A spokesman said: “If someone needs a day off to take their son to the dentist, we will bend over backwards to take that into account in a planned way.”
He said that might mean taking the day as holiday, making the time up or simply having unpaid leave.
He told BBC News Online: “This is not about penalising those who are genuinely ill.
“Unplanned absence is what we are trying to curb because it has a knock-on effect on staff and customers.”
If workers are ill for more than three days, they can revert to claiming sick pay as well as getting compensation for the previous unpaid days.
Part of the trial would involve looking at how staff who are off ill for less than three days can prove they have actually been sick.
Extra holiday
The scheme is only being introduced in new stores, and its terms are fully explained to staff before they join, the spokesman said.
He said feedback from staff had been “very good” since the scheme started.
Tesco has already introduced the scheme in its Irish stores, where the company says absenteeism rates are lower.
A second trial scheme being introduced in the UK offers staff the incentive of more holiday allowance, but reduces it when they take a day off sick. A third offers rewards for good attendance.

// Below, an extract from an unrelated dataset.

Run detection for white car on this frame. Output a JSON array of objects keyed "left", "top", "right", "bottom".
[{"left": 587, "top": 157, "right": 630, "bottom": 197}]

All three will be tested for several months before their effect is evaluated.
‘No entitlement’
Kevin Hegarty, spokesman for the Usdaw, the Union of Shop, Distributive and Allied Workers (Usdaw) said the union was supporting the trials.
He said: “Tesco is looking at ways of trying to encourage people to take less days of as ‘sickies’.
“Everyone who is taking part in the scheme is doing so on a voluntary basis. No one is compelled to do it.”
Rival chain Asda already operates a similar scheme, and also offers flexible hours for those who need time off for personal reasons for religious beliefs.
Employment lawyer Rakesh Patel of union law firm Thompson’s told The Observer newspaper: “There is no law entitling you to sick pay.”
Story from BBC NEWS:
http://news.bbc.co.uk/go/pr/fr/-/1/hi/business/3719183.stm
Published: 2004/05/16 14:24:25 GMT
© BBC MMIV
Don’t know about you but I would rather that shop staff took time off sick than served me in the supermarket. Last thing I need is an assistant coughing and sneezing over me and my purchases, dripping snot as they hand me my change.
Wouldn’t this actually make things worse for the staff and management? I used to work in a photographic darkroom set up and when we had one martyr who insisted he was fine when it was quite obvious he should have been home in bed we all got it within a couple of days – and then he had to man the fort since the rest of us were not martyrs!
What say you?
Flood.™
By: Flood - 11th June 2004 at 22:51
Waitrose?
Flood™
By: Mark9 - 11th June 2004 at 22:16
Asda :rolleyes: 😀 😀 Anna 😀
By: Flood - 11th June 2004 at 20:17
By the glass?;)
Flood™
By: Flood - 16th May 2004 at 21:50
What a surprise…
Flood.™
By: Grey Area - 16th May 2004 at 21:43
There was a “spokesman” for Tesco interviewed on Radio Five this evening on this very subject.
He became very uncomfortable indeed when the interviewer asked him whether this “new initiative” would apply to management as well as to shop-floor workers.